Après l'Australie, le Royaume-Uni et le Canada annoncent leur "boycott diplomatique" des JO de Pékin

Le Premier ministre britannique Boris Johnson a annoncé mercredi à son tour un "boycott diplomatique" des Jeux olymiques d'hiver de Pékin, auxquels "aucun ministre" de son gouvernement ne prévoit de se rendre.

Après l'Australie, le Royaume-Uni et le Canada annoncent leur "boycott diplomatique" des JO de Pékin
©AP

Les Etats-Unis et l'Australie ont déjà annoncé en début de semaine une mesure similaire pour ces Jeux qui commenceront le 4 février.

"Il y aura effectivement un boycott diplomatique des Jeux olympiques d'hiver de Pékin", a déclaré Boris Johnson lors de la séance hebdomadaire de questions au Parlement, soulignant que le boycott sportif n'est "pas la politique" de son gouvernement.
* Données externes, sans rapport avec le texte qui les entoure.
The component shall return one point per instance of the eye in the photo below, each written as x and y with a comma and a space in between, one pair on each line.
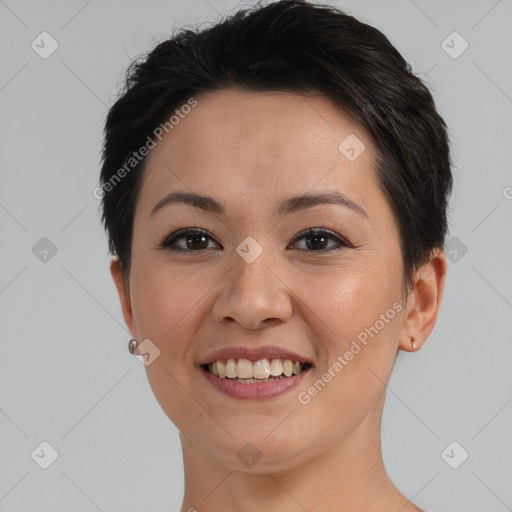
190, 240
187, 240
317, 240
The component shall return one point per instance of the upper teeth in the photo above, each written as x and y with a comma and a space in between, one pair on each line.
262, 369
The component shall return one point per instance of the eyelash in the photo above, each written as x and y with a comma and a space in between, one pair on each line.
171, 239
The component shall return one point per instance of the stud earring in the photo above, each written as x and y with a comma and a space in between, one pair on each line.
132, 344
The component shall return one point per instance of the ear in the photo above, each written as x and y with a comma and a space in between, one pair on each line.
424, 301
121, 283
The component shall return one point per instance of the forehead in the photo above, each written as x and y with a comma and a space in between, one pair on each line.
260, 145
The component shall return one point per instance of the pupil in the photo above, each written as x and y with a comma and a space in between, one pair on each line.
317, 238
198, 240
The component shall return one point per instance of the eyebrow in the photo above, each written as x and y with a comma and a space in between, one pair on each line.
291, 205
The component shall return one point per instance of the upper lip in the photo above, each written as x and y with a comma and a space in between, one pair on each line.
254, 354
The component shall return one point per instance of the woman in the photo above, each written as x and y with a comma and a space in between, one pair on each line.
275, 193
Devant les députés, le chef du gouvernement conservateur a souligné que Londres soulevait régulièrement auprès de Pékin la question du respect des droits humains par le régime chinois, en particulier le traitement infligé à la minorité musulmane ouïghoure.

"Nous soulevons régulièrement ces sujets auprès des Chinois et je l'ai fait moi-même récemment auprès du président Xi quand je lui ai parlé récemment", a déclaré Boris Johnson.
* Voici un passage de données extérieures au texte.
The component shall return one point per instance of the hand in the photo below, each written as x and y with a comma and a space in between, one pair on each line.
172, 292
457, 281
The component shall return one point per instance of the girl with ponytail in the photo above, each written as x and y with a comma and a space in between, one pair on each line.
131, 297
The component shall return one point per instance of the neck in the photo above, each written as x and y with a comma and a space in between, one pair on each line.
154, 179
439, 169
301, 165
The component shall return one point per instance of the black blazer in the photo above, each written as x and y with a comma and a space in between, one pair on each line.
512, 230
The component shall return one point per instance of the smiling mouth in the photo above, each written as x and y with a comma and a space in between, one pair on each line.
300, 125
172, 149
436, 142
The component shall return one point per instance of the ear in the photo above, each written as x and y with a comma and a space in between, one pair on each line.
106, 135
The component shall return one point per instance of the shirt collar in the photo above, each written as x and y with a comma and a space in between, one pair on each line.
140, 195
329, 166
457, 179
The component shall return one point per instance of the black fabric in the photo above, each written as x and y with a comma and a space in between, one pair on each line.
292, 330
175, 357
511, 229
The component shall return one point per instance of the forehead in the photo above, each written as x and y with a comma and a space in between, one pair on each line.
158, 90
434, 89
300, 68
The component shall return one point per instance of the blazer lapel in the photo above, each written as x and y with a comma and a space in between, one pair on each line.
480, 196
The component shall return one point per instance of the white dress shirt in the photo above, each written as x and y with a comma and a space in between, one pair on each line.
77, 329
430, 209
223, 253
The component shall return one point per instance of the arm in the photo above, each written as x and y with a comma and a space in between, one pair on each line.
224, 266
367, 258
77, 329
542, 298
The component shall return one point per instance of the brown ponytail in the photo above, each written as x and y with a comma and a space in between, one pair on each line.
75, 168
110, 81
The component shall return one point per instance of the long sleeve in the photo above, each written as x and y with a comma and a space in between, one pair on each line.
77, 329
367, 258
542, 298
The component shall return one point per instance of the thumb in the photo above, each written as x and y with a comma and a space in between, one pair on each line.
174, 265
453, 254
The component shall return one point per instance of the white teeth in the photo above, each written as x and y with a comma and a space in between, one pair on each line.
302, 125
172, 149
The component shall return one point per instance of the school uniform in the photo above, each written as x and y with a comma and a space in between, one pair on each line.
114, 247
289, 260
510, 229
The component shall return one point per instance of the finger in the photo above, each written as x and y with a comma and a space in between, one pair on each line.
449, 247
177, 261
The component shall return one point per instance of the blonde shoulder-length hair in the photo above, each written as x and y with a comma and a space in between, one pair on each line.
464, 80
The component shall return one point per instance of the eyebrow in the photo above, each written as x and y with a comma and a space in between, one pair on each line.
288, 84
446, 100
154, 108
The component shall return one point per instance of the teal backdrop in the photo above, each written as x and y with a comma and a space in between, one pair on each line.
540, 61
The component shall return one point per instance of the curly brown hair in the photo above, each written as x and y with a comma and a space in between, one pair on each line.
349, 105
Le Premier ministre canadien Justin Trudeau a annoncé mercredi un boycott diplomatique des Jeux olympiques d'hiver de Pékin, emboîtant le pas aux Etats-Unis, au Royaume-Uni et à l'Australie.

"Nous sommes profondément troublés par les violations des droits humains du gouvernement chinois", a-t-il déclaré lors d'une conférence de presse.
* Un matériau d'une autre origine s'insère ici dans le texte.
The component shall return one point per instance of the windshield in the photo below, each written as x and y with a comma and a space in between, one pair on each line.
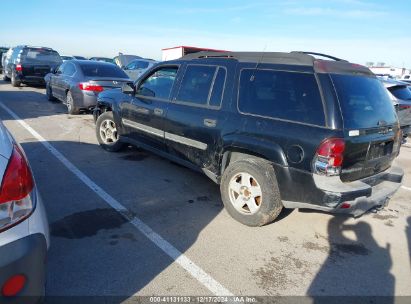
37, 54
400, 92
364, 101
102, 70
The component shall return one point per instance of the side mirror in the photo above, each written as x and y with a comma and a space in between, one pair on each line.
146, 92
128, 88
L'annonce de la décision américaine a provoqué la colère de Pékin, celle de l'Australie le mépris, la diplomatie chinoise estimant que "tout le monde se fiche" de savoir si Canberra envoie ou non des représentants officiels.

Selon des organisations de défense des droits humains, au moins un million de Ouïghours et d'autres minorités turcophones, principalement musulmanes, sont incarcérés dans des camps au Xinjiang. La Chine est accusée d'y stériliser de force les femmes et d'imposer un travail forcé.

Pékin affirme que les camps sont en fait des centres de formation professionnelle destinés à éloigner leurs pensionnaires de la radicalisation.